We are building a SaaS product which requires each and every client to have their own resources (think database, custom application, etc.)
Right now the number of clients is small so we have a JSON file in which we add new clients and run terraform apply. Fairly straightforward.
Now in the future we would like to build the feature that clients can register via the website. and when they do the new resources should be created. We are looking for the best practices in that situation.
Right now we are thinking about a central database that will contain the client information and every time a client registers we add a row to a table and trigger a CI pipeline. Where the terraform script itself will query this table and update the deployment. I like that this will be easy to implement, but we will lose the full “infrastructure as code” experience as some of the state will be kept in that database.
Another way would be to have a script that modifies this JSON file in git every time a new client registers and commit it to the repository. Having a CI pipeline to apply those changes. This feels a little awkward but more in line with having all infra in code.
I’m looking for some best practices for this case, any thoughts ?
Terraform does not scale well when used to manage a single large configuration containing large numbers of resources.
Also, running Terraform runs that can potentially affect your entire client base is risky in case of a bug or unexpected code change simultaneously breaking everyone’s service.

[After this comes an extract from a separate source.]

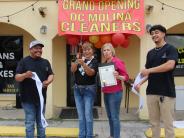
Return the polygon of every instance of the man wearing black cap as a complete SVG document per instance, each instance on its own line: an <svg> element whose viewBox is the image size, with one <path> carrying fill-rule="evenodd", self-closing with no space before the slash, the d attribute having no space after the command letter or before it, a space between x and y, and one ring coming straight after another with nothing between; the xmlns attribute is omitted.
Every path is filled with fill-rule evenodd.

Also, the configuration styles you discussed will make it hard for you to switch new clients to a new version of your infrastructure definition, whilst leaving existing client infrastructure as is, or performing gradual upgrades.
For all these reasons you should have an entirely separate Terraform state file for each client, meaning each Terraform run only executes on one client’s resources.
This does imply you will need to build custom orchestration tools to set up and manage all these Terraform runs, and store their states. Yes, that is a significant investment, but it’s a necessary one to run a business at the volume of clients that self-registration implies.
As for the extent to which you use a database as a database vs using Git as a database … surely you need a proper database of clients anyway… you need to be able to store the fact a client has requested creation of resources, acknowledge it to them, and start up provisioning in the background - and be prepared to elegantly handle failures (e.g. cloud service outage or insufficient quota) which may require alerting an internal engineer and reprovisioning the client resources later.
You should not treat ‘the full “infrastructure as code” experience’ as axiomatically good. Sometimes it is not the right tool for the job. Even HashiCorp themselves, in Terraform Cloud/Enterprise, support running one set of Terraform code against multiple variable sets with multiple stored states.